After graduating from medical school and getting married, Bob considered returning home to Bay St. Louis to begin his career, but the opportunity wasn’t there. Instead, the Warners established a cardiac surgery practice in Jonesboro, Arkansas, just two hours from their beloved Ole Miss.

“Everybody in my family got their college degree from here: my mom, my dad, my uncle, my aunt, my cousins, their kids… so my first time at Ole Miss was when I was 2 or 3 years old because my dad had been in the Army and came back here to go to the School of Engineering. My mother had already graduated from here, so my first visit to Ole Miss was as a toddler,” Bob said. “I’ve been here since I was born really.”

Mary Ellen’s ties to the university are equally strong. Her late father, Dr. José Bebin, served UMMC as a professor of pathology, and her sister, Dr. Martina Bickley, is a pediatric neurologist who earned her medical degree there. Mary Ellen’s mother, Patricia, was instrumental in procuring many pieces of art for the UMMC library.

Bob says his interest in serving others is inherited from his parents: “My mother was a school teacher; my father was an engineer. I wouldn’t say we were poor … I would say they worked hard, and a lot of times they put my needs ahead of everybody else’s. I think that taught me that you have to be a little bit generous. They set a good example about that.”

Bob’s parents are graduates of Ole Miss and his father, who has a deep appreciation for the School of Engineering, also has made a gift to the UM Foundation as a tribute to the education he received.

The Warners are, by nature, humanitarians, finding satisfaction in improving the lives of others, both at home and abroad. Bob recently traveled to northwest India, where he joined a team of 42 medical professionals tasked with immunizing children in the region. Over a three-day period, various teams immunized about 75 million kids.

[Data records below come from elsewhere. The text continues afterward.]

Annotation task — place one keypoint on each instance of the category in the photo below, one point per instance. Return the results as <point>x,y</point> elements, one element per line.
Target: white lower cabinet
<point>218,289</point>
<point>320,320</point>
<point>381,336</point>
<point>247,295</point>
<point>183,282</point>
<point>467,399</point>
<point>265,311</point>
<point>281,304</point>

“The main thing you’re doing is giving support to the Indian public health workers to let them know that somebody else in the world cares about what they’re doing,” Bob said, adding that they have taken similar medical mission trips to Romania and Burma.

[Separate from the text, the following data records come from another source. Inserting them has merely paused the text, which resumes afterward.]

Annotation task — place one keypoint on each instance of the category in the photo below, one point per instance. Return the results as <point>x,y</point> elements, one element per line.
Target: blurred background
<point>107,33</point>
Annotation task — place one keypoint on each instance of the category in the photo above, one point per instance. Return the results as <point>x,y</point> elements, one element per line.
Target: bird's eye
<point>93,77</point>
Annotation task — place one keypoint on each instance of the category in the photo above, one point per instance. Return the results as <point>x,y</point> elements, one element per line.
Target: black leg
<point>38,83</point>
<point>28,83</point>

After moving to Jonesboro, Mary Ellen worked part time as an intensive care nurse and taught nursing at Arkansas State University while Bob worked as a cardiac surgeon. They also are among the original volunteers for a church-associated health clinic in Jonesboro.

“We have our own little medical practice,” Bob said. “We see patients of all kinds at that charity clinic, and we’ve been doing it for 20 years.”

Mary Ellen retired from the ICU and from teaching, but she continues to volunteer at the clinic. She has served as a board member on the Hispanic Community Service Inc., a nonprofit organization that helps Hispanic immigrants become self-sustaining in the United States. In this capacity, she has most recently poured her heart into one particular family.

“I’m going to tell you more than she would,” Bob said. “So this is a family that had been separated from their mother and some of the siblings for 13 years and through this incredible effort …”

“It took three years,” Mary Ellen said.

“We worked with an immigration attorney in Memphis, and Mary Ellen filled out all the paperwork and helped guide them along,” Bob continued. “The dad became a citizen (he was already here on a visa) and by him becoming legal, the whole family got to be legal and was able to reunite.”

“Well, I was just determined; I wasn’t going to take ‘no’ for an answer,” Mary Ellen said. “It was just a long, long journey and for someone who doesn’t really understand the path and who can’t communicate on that level, it can be too challenging.

“I was just their mentor. The greatest gift is to see them together with their mother.”

The Warners’ planned gift gives them membership in the 1848 Society, named for the year the university opened to its first students. The society recognizes generous donors who provide for the university through planned and deferred gifts.